The CPP feature model
- feature
A
(Part × Split × Scale)triple, writtenPART-SPLIT-SCALE— the atomic, residue-grounded, interpretable unit that CPP ranks.- split
How a scale is read across a part: Segment (a contiguous block), Pattern (fixed positions counted from a terminus), or PeriodicPattern (periodic positions, e.g.
i, i+3/4for an α-helical face).- CPP
Comparative Physicochemical Profiling — discovers ranked
Part × Split × Scalefeatures that distinguish a test group from a reference group.- AAontology
A two-level taxonomy of amino-acid scales; CPP uses its categories to organize and rank features.

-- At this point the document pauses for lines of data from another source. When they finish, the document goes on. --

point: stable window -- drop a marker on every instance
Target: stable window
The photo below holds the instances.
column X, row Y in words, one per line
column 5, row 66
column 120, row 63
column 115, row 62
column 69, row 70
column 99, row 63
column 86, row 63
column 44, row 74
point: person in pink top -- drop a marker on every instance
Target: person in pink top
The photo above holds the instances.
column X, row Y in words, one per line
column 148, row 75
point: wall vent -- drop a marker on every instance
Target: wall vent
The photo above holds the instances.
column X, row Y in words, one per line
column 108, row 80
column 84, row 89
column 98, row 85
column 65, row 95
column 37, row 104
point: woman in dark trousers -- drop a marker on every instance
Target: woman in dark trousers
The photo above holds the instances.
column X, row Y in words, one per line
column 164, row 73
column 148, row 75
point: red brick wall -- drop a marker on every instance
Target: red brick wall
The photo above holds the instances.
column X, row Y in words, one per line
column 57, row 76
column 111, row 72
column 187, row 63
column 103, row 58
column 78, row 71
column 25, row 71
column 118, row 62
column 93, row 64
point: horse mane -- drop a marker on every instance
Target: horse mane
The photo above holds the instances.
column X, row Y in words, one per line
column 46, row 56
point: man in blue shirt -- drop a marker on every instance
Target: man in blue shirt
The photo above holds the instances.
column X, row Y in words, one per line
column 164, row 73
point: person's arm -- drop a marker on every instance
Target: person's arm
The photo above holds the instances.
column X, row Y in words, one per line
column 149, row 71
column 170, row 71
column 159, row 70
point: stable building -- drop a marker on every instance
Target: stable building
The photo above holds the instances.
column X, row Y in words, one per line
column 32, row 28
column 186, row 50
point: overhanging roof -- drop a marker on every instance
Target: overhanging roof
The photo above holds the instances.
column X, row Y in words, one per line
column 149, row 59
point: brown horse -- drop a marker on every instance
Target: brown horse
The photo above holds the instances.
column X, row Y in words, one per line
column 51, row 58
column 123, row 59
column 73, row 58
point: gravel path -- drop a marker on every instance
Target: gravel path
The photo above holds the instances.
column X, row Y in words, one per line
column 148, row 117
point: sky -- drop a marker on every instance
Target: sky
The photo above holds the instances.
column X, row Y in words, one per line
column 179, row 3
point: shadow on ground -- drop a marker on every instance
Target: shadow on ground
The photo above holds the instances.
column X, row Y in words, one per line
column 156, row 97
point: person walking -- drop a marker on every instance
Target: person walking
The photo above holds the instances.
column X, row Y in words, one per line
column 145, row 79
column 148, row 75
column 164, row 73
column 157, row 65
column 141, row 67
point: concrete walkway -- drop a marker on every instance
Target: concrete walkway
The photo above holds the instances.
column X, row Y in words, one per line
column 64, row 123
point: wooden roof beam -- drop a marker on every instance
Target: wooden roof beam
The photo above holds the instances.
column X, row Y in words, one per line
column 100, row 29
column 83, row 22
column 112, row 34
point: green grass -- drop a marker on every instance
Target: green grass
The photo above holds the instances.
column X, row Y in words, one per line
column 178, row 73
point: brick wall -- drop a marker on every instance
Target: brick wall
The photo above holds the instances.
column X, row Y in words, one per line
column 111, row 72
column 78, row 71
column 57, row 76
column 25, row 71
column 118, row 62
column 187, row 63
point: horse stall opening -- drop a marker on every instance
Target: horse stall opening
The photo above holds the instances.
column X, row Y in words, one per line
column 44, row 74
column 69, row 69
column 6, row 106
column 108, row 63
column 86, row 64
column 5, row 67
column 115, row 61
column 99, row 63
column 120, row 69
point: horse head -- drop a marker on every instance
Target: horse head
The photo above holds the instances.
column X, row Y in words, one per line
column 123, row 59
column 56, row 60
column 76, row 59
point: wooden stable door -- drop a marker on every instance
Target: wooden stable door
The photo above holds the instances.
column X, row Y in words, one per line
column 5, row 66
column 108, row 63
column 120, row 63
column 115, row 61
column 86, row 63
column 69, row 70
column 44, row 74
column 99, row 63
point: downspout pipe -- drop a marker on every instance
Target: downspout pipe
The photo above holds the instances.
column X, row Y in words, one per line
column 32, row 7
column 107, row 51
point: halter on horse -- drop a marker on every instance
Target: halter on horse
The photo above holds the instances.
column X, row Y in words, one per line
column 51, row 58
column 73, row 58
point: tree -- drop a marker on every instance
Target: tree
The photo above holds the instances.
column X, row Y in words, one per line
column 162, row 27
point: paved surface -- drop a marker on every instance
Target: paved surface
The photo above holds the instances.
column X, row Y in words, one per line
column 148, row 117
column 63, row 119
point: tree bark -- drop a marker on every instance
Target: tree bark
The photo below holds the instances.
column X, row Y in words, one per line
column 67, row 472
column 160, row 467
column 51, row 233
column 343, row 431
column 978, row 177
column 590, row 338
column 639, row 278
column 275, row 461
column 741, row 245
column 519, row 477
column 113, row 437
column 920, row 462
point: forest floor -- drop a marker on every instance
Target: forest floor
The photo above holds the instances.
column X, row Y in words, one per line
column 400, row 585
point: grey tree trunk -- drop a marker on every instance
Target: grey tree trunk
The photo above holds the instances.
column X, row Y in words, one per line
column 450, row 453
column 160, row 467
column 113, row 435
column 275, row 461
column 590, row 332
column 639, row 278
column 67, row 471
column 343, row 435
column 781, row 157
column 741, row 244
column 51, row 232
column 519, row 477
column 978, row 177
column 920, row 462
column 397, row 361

- compositional vs positional
Whether
split_kwsyields one whole-part average (compositional) or position-resolved sub-segments and patterns (positional). It is not a flag — it emerges from the chosen splits.
Prediction tasks
- prediction level
Residue (
AA_*), domain (DOM_*), or protein (SEQ_*) — the unit a task predicts at. A convenient proxy for the two axes that actually define a task: the unit of comparison and the reference construction.- unit of comparison
What CPP profiles for a task — a window (residue level), a part-set (domain level), or the whole chain (protein level). One of the two axes that define a use-case class.
- reference construction
How the contrasting set is built — labeled A-vs-B groups, non-site / non-cleaved windows, an unlabeled pool, or a composition-matched shuffled background. The second task-defining axis.
- test group
The set CPP profiles, contrasted against the reference group. A feature’s mean difference (
mean_dif) is computed as test − reference (abs_aucmeasures the separation magnitude). For multi-class, each class is the test group in turn versus the rest as the reference group.- reference group
The contrasting set a test group is profiled against — what reference construction produces.
CPP modes
- determinant discovery
Using CPP with no prediction target: contrast two groups to surface what physicochemically distinguishes them, interpreted via AAontology. CPP’s purest, most interpretable use.
- design / engineering
Inverting prediction: measure how a mutation shifts a sequence’s CPP feature profile (ΔCPP) and use that to steer a sequence toward a target profile (
AAMut/SeqMut). Deliberately model-free.- ΔCPP
The change in a sequence’s CPP feature values caused by a mutation — the model-free signal that design / engineering ranks and optimizes.
Numerical features
- dict_num
A mapping
{entry: ndarray (L, D)}of per-residue numerical values — e.g. protein-language-model embeddings, structural descriptors, or PTM annotations.- pseudo-scale
A single column of a dict_num treated like a scale, letting CPP profile any per-residue numerical signal, not just amino-acid scales.
- numerical CPP
CPP.run_num— the numerical-mode pipeline that profiles dict_num inputs (sliced to part-sets) instead of amino-acid scale look-ups. Generalizes CPP beyond physicochemical scales.
Models & explainability
Reducing features
- redundancy reduction
Clustering correlated amino-acid scales and keeping one representative per cluster (
AAclust) to obtain a redundancy-reduced scale set.- medoid
The representative scale of an
AAclustcluster; the redundancy-reduced set is the set of medoids.- feature selection
Choosing an informative subset of features — e.g. recursive feature elimination (RFE) inside
TreeModel.- feature pruning
Dropping correlated or uninformative features before modeling (
NumericalFeature.filter_correlation).- feature simplification
CPP.simplify— swapping features onto fewer, more interpretable scales without retraining.
PU learning
- PU labels
dPULearninput labels:1= positive,2= unlabeled. The output adds0= reliable negative.- reliable negative
An unlabeled sample that
dPULearnidentifies as confidently negative (output label0), drawn from the unlabeled pool.
Window sampling
- window
A fixed-length residue stretch sampled around a position of interest — the residue-level unit of comparison.
- P1 anchor
The source/anchor position of a window (the Schechter–Berger
P1), about which test and reference windows are defined.- reference window
A background window (non-site, shuffled, or distance-banded) contrasted against test windows.